Sunday, August 10, 2008

Back from NC with lots of inspiration

We are back home after spending the past nine days at the wonderful spot in Western NC that our friends, Noel & Patrick own. Their 100+ acres of wooded land has been an inspiration for my imagery for over ten years now. The property is filled with beauty, from the pond where river otters feed on native trout and the wood ducks thrive, to the great diversity of the trees and other plants. The American chestnut leaves I've collected for some of my art work have come from the many sprouts that continue to try to grow from the old root stock. Unfortunately, before the trees reach maturity they'll be stricken by the chestnut blight that was responsible for changing the nature of the eastern forests during the 20h century. This young tree is one I've watched and photographed a number of times in the past couple of years. Sadly at this visit, there's evidence that the blight is taking its toll.






Over the past decade I've taken probably thousands of photographs there, as well as made many drawings and paintings of views both large and small. The place is incredibly beautiful. And now, with Noel and Patrick putting 121 acres of the land into a conservation easement, it will never be developed in the ever increasing breaking up of the mountain land into smaller lots that happens at a seemingly increasing pace in this part of the world.

This trip I spent less time behind my camera and more time sitting in the woods near one of the falls, given the name Dorothy's Falls in honor of Noel's mother.
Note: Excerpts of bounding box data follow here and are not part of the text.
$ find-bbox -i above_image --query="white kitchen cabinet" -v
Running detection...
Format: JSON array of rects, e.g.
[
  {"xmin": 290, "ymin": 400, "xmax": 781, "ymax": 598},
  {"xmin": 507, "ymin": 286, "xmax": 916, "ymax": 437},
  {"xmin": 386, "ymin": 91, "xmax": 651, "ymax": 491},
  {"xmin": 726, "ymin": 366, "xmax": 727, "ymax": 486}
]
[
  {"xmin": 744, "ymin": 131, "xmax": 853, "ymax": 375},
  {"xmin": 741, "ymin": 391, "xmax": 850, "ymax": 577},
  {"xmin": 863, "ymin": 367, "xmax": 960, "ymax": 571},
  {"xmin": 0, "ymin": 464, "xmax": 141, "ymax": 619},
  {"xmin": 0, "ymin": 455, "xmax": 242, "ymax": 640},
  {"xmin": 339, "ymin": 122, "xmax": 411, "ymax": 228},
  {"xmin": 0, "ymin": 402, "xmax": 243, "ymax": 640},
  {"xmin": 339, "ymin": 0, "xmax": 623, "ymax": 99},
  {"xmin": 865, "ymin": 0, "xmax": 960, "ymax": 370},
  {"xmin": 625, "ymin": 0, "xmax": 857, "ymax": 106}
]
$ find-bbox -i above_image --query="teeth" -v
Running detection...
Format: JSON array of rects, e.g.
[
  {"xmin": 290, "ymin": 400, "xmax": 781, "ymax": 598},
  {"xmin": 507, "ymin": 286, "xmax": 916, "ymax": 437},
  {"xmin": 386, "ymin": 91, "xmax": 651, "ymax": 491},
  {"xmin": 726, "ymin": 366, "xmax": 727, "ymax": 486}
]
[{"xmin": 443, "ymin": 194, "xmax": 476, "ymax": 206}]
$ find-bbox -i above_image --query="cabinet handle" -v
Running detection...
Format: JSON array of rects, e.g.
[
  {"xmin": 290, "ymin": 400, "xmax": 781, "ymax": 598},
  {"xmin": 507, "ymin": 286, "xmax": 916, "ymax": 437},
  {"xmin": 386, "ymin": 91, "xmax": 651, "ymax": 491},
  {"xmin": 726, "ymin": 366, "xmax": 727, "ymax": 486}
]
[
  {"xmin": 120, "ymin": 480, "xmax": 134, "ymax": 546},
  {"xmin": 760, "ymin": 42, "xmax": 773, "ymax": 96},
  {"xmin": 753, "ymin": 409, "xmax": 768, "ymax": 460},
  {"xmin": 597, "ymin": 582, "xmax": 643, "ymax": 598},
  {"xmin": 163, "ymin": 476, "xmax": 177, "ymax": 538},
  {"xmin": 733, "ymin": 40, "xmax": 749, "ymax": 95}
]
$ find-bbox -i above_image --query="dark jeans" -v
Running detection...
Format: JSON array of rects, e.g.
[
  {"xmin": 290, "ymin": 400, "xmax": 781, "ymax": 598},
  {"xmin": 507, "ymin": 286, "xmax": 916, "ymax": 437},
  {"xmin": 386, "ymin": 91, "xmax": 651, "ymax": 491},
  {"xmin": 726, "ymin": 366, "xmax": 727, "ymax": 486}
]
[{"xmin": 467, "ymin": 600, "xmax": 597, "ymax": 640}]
Even through the drought is making quite an impact on the water flow, the spot is still beautiful.

















A number of hemlock trees surround the falls, along with tulip poplar, frasier magnolias, white pines, maples, and many others that I can't identify with my rudimentary skills.

There are also mountain laurel and rhododendron of several types around the falls.  Lots of laurel hells on the property, in fact.  George Ellison wrote about "balds" and "laurel hells" in this Smoky Mt. News article of 2001.

Galax surrounds several of the trees...there's quite a lot of galax throughout the woods.



Almost every day while there I also made a small sketch of a view I saw as I sat on the front porch.  One or both of the dogs were usually out there with me.  The cats would come and go and the hummingbirds zipped around the feeders constantly.






Two days were exceptions to these little drawings...last Saturday when I came back to Dahlonega for the opening of our exhibit at Kryder Gallery when I didn't have time to do one, and the view done inside on the evening of the day we went back out into the "real" world so Thomas could pick up some NC pulled pork barbeque at a local market. 

Now, I don't eat that stuff myself since I'm vegetarian! But I surely did enjoy each day's meals of wonderful organically grown vegetables, products of Noel & Patrick's hard labor throughout the growing season!! I think I've eaten my weight in cucumbers and tomatoes over the past few days, along with broccoli, cauliflower, and squash. And, the fruit! Plums, blueberries, and the last of the blackberries, peaches beginning to ripen, and we even found one small Golden Blushing ready to be eaten as we walked through the woods.




Noel and Patrick's animals, for whom we were sitting while they were away, are great fun.  Two bearded collies, Erika and Parker, got me up at the break of dawn every morning...and this allowed me to see a a fantastically colored sunrise the other morning.  




Their two cats, Macaroni and Professor, kept us entertained with their antics, from chasing butterflies in the garden to taking a nap in the hammock along with my husband.




And the chickens kept us fed with fresh eggs daily...happy chickens who eat windfall fruit, kitchen scraps from organically grown food,  scratch and other feed.  They have a spacious pen and hen house, carefully screened in from roaming wildlife.  This visit we didn't experience anything other than the hummingbirds in the day, and the frogs in the evening...but Noel and Patrick have had experiences there with copperheads, black bears, and wild pigs!

I'm so grateful that N & P feel they can trust my husband and me with the care of their animals as they take a rare trip together.  We take their trust very seriously and work hard while we're there to make sure all's well when they return.  Yet, we both have time to spend with what we need for R&R ourselves...sleeping, reading, sleeping some more, fishing some, deviling the cats some, more sleep, more fishing for my husband.



 And studio work of assorted kinds for me, from continuing the fiddlehead tapestry for a few more inches (I'd left my loom at Noel's after the recent Guild demo weekend), to the drawings and paintings done each day.  



All in all, it was a retreat for us both and now we're back, mostly ready, willing and able to move on with our lives here.


2 comments:

K Spoering said...

Tommye, your watercolors and sketches are amazing...fantastic...inspiring! Here I go to get out the sketchbook! Thanks for sharing. Your past several weeks sound much more peaceful than mine were, as we were being grandparents and hectic tourists. No sketchbook time at all!

tapestry13 said...

Kathy,
Thanks! We always love being at Noel & Patrick's place. Your photos from your trip look wonderful.